Y por tanto, para que a un escritor se le ocurra plasmar en
papel todo cuanto pueda recopilar sobre símbolos, ante todo, requiere de
notable formación en varias disciplinas. Ahora, si la cosa es desentrañar los
tejidos de un mito, entonces, la ciencia y las dotes artísticas tienen que
irrevocablemente, sino van de la mano, tienen que confesarse en algún lugar del
universo. Considero un riesgo, un desafió y a la vez, una seguridad rayana que
alguien se introduzca en las aguas procelosas y decida navegar donde existe una
beligerancia de espacio, lugar y tiempo, entre mitos y símbolos. He aquí por
donde debí haber comenzado; sin embargo, dicha obra y sus autores no dejan mas
alternativas que leer cada capitulo, cada razonamiento, debidamente documentado
y por eso, considero oportuno, yo también formar parte de la fantástica
travesía. Sin embargo, al terminar la obra si puedo lo mismo que Borges cuando
leyó “La isla del tesoro” de Lois Stevenson: “me he entretenido”. O la misma
frase de Lenin cuando en alguna ocasión escuchaba “La Patética” de Chaiskosvi y
alguien lo abordó sobre la firma urgente de un documento; el Padre del
Proletariado respondió: “la sinfonía aún no ha terminado”. Por ahí salta “La
isla fascinante” de Bosch que por alguna razón la enlazo con estas leyendas aún
vivas en la memoria. Admito que al leer Símbolos de Identidad sanjuanera en su
totalidad, no hice mas que seguir aquel periplo de Jonás: me sumergí en el
vientre de aquellas leyendas, hasta encontrarme en alguna calleja del San Juan
con Liborio Mateo; y luego seguí por los senderos de calles repletas de
hormigas por la morada de Caonabo. No queda corta la obra cuando recorre la
cartografía del valle, como en busca de añoranzas que hacen de aquellos pueblos
hijos de la Conquistas. Pero más que todo como bien dijo su autor, estamos en
el regazo materno de tres culturas aun vivas. Durante la lectura vi a los
símbolos con alas de murciélagos, surcando el lejano horizonte de mi infancia.

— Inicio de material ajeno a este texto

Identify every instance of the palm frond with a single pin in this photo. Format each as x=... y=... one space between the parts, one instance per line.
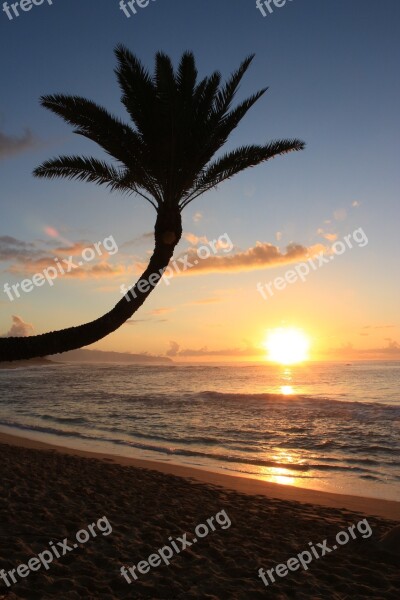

Tuve tiempo suficiente como para ser parte de esa danza de mitos y leyendas que
por todo el valle se bifurcan entre los acantilados de la Mitología. En alguna
parte dije que un libro es la prolongación de otros libros; un recuento del pasado
que el tiempo y su aliada la memoria elaboran una vez como símbolo y otra vez
como mito. Y si a alguien, como ya he dicho, se ocurre enlazarlos, entonces, la
proeza es en partida doble. Y más aún: una lucha frontal contra el olvido.